Structural basis of G protein specificity of human endothelin receptors. A study with endothelinA/B chimeras

Abstract

The endothelin (ET) family of peptides acts via two subtypes of guanine nucleotide-binding regulatory protein (G protein)-coupled receptors termed ETA and ETB. ET-1 stimulated cAMP formation in Chinese hamster ovary (CHO) cells stably expressing human wild-type ETA (CHO/hETA cells) while it inhibited cAMP formation in CHO cells expressing human wild-type ETB (CHO/hETB cells), and pharmacological evidence indicated that the opposite effects were due to the selective coupling of each receptor subtype with G alpha s/G alpha i.
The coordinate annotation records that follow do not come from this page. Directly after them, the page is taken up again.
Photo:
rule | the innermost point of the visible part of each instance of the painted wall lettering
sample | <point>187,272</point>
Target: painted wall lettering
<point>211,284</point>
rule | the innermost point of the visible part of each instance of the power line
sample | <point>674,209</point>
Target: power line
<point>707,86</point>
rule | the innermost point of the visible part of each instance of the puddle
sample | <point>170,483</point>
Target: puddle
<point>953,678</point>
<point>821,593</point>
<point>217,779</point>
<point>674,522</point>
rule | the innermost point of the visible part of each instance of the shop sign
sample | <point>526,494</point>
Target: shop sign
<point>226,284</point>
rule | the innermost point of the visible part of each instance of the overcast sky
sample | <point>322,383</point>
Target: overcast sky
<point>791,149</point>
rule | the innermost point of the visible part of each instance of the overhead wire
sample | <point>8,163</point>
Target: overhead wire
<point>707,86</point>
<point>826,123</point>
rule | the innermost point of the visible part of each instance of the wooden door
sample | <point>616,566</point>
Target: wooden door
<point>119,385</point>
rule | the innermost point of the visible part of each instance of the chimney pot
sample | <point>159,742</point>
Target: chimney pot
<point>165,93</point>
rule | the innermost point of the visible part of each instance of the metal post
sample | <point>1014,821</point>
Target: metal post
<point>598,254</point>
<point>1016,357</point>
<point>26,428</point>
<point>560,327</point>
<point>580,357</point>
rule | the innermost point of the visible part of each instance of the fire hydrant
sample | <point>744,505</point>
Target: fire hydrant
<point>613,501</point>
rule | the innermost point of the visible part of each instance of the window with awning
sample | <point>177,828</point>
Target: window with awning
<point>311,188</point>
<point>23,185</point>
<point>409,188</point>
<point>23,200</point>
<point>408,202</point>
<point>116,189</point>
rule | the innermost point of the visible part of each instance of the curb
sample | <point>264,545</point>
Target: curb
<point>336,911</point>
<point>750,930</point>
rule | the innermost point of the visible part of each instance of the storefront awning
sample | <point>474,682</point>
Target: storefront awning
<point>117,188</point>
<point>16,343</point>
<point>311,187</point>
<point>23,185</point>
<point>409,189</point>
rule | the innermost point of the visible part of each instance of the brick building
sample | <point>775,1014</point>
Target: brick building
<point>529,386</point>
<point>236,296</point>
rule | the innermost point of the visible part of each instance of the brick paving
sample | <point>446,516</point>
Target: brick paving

To find out a receptor domain(s) that determined the selective coupling, a series of chimeric receptors between hETA and hETB was expressed on CHO cells, and the effect of ET-1 on cAMP formation in each cell line was tested. hETA with the replacement of second and/or third intracellular loop (ICLII and/or -III) to the corresponding region(s) of hETB failed to transmit the stimulatory effect of ET-1. hETB with the replacement of ICLIII to the corresponding region of hETA failed to transmit the inhibitory effect of ET-1. A chimeric receptor with ICLII of hETB and with ICLIII of hETA failed to transmit both effects. In cells expressing chimeric receptors with ICLII of hETA and with ICLIII of hETB, ET-1 inhibited cAMP formation while it stimulated cAMP formation when cells were pretreated with pertussis toxin. These results indicated the roles of ICLII and -III of hETR as a major determinant of the selective coupling of hETA and hETB with G alpha s/G alpha i, respectively. We also demonstrated that each receptor subtype expressed on the same cell could work independently, i.e. for hETA to activate G alpha s and for hETB to activate G alpha i, resulting in dose-dependent dual effects of ET-1 on cAMP formation.